İçi cız etmeyenler çıksın, vicdanım kasıyor!
Şimdi gelelim neden kendimizi "deli" gibi yaptığımız kısmına. Delilik muazzam bir yaşam biçimi. Bakın hastalık demiyorum, delilik bir yaşam biçimidir ve herkes deli olmak için çabalar aslında. Delilik rahatlıktır, özgüvendir, mutluluk ve huzurdur aslında. Her şeye gülmek, her şeyden mutlu olmak deliliktir, ben deli olmak istiyorum arkadaşlar. İnsanları itmemek, onlara aşağılıkmışcasına davranmamak istiyorum. Her defasında herhangi bir şey için kendimizi kandırdığımız gibi kandırmaya çalışıyorum kendimi. Bu sefer sigarayı bırakıyorum, bu sefer spora başlıyorum, bu sefer düzenli uykuya sahip oluyorum der gibi; bu sefer insanları seviyorum- demek istiyorum.
Sevemiyorum.
Karşımdaki insanın bana verdiği huzursuzluğun ve acının tadına baktığım sürece daha da karanlığa iniyorum kendimde, daha kötü bir insan oluyorum; ya da öyle düşünüyorum.
Keşke düşüncelerimizi ve duygularımızı kontrol edebilseydik demiyorum, eğer bunu yapabilseydik ne anlamı kalırdı kaderin, insanlığımızın? Her zaman -iyi ki!- demeye gayret gösterelim.
Keşke kelimesi özgüvensizliğimiz törpülenmiş marjinal bir anlatım biçimidir. O yüzden içimizde bu kadar marjinal bir ahmak düşünceye yer vermeyelim, iyi ki diyerek yolumuza devam edelim.
Yalnız kaldıysak da iyi ki kalmışız, terk edilmişsek de iyi ki terk edilmişiz.
Ama yalnızlık hoş şey.
Yalnızlık bir nevi cansızlık olsa da, kansızlık ve arsızlıktan uzaktır evelallah.

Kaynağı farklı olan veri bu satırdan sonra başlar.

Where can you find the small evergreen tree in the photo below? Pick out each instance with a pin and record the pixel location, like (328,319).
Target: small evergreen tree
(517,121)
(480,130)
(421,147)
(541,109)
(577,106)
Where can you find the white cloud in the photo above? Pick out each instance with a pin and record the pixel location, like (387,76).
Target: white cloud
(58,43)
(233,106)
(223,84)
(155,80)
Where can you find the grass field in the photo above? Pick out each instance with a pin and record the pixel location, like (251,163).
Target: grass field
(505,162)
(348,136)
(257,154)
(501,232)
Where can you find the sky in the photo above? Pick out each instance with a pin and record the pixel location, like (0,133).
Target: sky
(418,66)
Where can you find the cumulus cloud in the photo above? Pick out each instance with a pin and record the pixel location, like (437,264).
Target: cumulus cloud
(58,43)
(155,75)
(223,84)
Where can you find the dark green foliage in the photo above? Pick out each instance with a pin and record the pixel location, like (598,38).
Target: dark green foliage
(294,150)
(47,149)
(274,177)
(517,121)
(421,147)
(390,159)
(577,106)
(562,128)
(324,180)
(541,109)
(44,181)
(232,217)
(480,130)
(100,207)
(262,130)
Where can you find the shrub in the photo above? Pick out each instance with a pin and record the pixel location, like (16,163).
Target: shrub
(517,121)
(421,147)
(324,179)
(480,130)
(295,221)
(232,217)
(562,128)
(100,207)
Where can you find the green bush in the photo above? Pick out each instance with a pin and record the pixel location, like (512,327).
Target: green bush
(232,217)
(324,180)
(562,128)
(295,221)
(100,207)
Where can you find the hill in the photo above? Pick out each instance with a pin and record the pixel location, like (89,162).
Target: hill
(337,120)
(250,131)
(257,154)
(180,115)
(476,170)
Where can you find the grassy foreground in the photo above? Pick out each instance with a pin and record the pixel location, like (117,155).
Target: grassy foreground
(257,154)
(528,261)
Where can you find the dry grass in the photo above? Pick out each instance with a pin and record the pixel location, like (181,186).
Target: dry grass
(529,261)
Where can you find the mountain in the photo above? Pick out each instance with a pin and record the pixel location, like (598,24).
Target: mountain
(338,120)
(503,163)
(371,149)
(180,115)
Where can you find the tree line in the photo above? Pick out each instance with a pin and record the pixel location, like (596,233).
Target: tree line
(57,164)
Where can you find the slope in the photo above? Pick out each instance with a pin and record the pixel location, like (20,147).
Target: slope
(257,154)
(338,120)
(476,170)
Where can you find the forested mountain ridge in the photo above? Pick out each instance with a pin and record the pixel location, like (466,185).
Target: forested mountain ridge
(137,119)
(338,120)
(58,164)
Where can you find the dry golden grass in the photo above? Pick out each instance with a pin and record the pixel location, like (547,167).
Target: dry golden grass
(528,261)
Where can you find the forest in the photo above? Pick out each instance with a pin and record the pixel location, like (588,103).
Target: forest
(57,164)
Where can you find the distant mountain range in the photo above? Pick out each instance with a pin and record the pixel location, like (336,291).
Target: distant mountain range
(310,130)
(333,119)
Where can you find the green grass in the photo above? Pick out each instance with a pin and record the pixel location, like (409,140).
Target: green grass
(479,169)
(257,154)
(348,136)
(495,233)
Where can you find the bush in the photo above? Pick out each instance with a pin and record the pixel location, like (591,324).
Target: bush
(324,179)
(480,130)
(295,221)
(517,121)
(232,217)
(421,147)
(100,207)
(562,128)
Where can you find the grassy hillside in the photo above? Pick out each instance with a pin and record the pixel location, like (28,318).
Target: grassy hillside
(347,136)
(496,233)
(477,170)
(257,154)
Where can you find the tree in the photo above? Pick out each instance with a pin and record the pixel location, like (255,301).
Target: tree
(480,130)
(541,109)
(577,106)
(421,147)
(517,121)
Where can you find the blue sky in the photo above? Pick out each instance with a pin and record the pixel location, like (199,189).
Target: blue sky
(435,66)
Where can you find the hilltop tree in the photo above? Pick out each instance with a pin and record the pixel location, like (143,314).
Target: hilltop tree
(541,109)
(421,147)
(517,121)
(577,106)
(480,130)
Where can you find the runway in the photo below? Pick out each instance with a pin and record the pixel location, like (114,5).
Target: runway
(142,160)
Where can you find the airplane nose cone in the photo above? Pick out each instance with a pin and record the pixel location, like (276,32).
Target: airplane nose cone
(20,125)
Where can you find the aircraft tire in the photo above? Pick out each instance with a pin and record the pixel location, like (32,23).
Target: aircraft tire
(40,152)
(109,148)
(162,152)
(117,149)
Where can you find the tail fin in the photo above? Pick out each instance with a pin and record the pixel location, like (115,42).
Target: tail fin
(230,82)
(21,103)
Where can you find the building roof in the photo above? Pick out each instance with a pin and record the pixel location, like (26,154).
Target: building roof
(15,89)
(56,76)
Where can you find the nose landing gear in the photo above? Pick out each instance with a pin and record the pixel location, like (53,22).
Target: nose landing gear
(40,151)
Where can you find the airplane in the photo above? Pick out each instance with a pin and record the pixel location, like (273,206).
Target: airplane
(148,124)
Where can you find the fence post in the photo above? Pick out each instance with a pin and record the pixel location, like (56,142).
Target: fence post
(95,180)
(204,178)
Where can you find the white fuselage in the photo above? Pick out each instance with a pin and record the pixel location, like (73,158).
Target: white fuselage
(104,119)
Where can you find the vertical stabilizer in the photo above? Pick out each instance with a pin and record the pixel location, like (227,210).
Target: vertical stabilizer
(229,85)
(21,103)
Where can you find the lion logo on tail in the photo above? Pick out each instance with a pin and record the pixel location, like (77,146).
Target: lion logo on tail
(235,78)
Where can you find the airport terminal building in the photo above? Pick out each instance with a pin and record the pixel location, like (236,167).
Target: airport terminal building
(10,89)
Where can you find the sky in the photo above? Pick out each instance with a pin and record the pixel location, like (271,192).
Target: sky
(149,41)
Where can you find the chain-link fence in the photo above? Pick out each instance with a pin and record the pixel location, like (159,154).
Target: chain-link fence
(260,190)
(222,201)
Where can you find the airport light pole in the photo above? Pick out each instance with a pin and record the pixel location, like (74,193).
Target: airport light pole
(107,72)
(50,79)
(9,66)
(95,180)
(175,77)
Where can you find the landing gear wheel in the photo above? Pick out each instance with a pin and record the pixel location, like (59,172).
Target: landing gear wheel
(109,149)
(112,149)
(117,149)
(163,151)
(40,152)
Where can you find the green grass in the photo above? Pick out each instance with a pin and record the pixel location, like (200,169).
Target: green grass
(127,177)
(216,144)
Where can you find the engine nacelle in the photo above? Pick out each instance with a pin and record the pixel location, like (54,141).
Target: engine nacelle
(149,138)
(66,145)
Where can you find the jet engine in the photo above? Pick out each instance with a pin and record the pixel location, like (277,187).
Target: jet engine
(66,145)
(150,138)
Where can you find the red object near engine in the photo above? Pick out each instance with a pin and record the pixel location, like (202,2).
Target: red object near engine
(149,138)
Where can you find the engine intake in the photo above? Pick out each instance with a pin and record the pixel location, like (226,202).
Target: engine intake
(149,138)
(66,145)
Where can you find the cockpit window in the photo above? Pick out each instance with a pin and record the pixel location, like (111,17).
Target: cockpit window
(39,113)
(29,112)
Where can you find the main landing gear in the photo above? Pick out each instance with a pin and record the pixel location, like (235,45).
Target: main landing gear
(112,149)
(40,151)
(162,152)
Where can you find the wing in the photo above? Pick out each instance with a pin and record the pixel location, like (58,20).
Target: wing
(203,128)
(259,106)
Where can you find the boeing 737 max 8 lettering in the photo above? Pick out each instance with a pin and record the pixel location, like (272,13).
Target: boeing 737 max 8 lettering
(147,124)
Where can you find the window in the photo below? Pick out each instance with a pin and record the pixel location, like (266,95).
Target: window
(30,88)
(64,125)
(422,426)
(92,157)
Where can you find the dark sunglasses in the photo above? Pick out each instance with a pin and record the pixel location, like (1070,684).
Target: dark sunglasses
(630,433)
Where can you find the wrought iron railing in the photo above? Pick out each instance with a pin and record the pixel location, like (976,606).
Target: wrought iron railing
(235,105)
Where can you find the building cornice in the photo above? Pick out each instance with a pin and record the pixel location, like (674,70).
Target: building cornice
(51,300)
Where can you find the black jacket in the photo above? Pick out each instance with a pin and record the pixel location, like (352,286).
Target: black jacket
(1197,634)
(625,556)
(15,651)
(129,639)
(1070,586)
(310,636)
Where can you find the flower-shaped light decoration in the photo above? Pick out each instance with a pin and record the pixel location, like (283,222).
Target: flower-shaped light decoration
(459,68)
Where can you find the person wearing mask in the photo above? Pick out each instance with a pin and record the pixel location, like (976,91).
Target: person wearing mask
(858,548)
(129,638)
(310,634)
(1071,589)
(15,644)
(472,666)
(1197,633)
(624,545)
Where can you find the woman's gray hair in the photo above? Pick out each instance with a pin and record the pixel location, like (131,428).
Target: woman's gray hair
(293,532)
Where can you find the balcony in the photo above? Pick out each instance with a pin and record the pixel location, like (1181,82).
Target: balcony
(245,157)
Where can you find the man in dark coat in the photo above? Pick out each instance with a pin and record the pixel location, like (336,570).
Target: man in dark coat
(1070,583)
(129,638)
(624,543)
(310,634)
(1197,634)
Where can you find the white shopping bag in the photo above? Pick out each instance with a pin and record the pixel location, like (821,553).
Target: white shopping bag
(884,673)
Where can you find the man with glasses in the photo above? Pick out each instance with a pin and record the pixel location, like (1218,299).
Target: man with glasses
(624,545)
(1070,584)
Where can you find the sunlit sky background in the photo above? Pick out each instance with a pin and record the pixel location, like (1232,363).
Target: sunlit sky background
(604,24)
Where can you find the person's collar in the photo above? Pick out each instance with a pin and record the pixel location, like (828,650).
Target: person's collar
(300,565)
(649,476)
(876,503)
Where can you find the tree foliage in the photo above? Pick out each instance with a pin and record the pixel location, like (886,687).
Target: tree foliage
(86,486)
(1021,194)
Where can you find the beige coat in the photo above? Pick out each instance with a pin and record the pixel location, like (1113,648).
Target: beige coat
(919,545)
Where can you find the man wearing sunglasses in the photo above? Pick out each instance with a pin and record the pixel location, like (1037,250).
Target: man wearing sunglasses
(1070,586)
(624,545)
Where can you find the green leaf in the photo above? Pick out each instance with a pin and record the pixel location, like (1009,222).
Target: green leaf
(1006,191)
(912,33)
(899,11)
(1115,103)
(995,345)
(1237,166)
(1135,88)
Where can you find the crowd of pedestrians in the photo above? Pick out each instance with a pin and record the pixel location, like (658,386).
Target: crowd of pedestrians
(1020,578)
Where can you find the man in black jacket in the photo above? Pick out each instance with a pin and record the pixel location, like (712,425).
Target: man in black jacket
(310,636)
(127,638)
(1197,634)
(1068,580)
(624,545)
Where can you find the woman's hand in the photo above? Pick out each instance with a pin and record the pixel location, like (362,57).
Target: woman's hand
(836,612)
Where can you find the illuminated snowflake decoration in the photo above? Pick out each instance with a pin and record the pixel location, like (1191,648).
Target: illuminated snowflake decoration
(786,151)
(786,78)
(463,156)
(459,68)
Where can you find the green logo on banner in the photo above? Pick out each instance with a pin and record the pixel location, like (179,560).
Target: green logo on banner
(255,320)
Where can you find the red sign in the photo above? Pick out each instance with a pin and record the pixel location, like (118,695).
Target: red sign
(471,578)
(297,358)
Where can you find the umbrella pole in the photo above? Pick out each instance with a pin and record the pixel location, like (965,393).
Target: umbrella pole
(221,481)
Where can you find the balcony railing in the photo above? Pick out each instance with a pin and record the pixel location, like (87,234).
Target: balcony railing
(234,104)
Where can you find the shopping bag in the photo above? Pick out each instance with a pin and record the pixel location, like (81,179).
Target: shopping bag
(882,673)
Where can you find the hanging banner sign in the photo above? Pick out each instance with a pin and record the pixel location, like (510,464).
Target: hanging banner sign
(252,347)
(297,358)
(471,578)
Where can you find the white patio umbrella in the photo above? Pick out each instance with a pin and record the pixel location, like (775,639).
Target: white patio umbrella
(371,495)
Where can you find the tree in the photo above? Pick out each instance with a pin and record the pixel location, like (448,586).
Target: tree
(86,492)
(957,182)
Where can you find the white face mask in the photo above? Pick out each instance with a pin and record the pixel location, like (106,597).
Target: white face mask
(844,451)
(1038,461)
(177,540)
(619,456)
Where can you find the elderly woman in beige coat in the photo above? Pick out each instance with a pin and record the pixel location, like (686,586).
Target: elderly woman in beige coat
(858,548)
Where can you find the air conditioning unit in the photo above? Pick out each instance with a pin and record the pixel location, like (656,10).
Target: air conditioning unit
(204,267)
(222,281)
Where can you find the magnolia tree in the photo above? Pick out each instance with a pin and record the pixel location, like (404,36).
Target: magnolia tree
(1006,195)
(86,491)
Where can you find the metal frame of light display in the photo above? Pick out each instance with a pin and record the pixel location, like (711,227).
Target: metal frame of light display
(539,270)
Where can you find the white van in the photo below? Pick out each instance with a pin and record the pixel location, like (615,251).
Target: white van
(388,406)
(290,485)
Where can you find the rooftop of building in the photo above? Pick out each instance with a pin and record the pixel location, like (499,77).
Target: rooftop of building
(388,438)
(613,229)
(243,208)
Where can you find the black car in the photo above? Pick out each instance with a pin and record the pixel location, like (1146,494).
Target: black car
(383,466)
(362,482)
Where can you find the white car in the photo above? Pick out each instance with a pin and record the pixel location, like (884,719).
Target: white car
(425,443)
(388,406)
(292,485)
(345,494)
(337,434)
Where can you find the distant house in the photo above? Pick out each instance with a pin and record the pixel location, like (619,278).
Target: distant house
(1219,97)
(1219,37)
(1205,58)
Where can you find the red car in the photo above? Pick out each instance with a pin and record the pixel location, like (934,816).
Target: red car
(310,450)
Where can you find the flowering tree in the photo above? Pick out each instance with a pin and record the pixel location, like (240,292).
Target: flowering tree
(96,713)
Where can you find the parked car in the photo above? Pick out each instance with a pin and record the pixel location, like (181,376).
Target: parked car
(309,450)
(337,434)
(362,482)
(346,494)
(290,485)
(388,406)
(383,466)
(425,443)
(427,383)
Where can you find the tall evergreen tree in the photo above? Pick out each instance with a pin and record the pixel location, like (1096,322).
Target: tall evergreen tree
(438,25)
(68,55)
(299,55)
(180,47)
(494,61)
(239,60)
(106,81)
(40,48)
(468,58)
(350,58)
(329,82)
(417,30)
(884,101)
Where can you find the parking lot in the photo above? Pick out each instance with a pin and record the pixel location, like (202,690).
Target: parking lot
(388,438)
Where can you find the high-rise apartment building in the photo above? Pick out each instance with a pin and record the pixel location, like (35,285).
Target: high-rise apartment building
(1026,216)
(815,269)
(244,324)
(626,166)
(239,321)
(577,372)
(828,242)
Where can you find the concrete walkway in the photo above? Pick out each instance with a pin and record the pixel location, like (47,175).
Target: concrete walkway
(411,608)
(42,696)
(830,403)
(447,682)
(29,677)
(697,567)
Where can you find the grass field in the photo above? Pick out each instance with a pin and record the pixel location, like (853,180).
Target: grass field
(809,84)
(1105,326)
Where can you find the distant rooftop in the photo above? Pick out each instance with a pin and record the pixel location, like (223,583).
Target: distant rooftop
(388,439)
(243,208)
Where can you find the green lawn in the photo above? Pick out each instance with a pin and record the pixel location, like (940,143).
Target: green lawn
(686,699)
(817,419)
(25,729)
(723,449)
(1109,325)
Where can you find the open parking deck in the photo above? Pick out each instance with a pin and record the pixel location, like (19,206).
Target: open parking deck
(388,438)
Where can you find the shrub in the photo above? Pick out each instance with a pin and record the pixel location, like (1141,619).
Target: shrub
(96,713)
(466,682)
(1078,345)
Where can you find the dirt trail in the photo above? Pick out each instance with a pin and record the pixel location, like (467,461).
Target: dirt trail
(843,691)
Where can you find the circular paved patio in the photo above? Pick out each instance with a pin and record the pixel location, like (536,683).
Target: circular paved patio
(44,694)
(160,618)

*Ne denli bir sorun, problem yaşıyorsan oturup üzülme, keşke deme, kendini yalnızlığa mahkûm etme, marjinal düşüncelere yer verme, sevgiye her daim aç ol, delilikte sınır tanıma; karşındaki insan senin için var.

İyi ki yazdım be!

3 Şubat 2014 Pazartesi

hoş.

ne kadarsın dost?
ben kadar mı?
olamazsın dost,
yüreğin yanar.
insanlar konuşur; boş!
sen adil davran,
gönlün ayrı bi' hoş.

nefretine bıraktım kendimi,
kayboldum en ücra duygularında.
geriye kaç canım kaldı ki,
şimdi çıksın senden dışarıya?

1 Şubat 2014 Cumartesi

laf gediğine değil, en derinine oturdu!

insanlar aşka o kadar aç ki;
seni seviyorum diyen her insana, ait olmaya çalışıyor.

bir öğrense sevgisini halbu ki dostça;
küfür dolu sitemlerle o insandan kaçmayı başarıyor.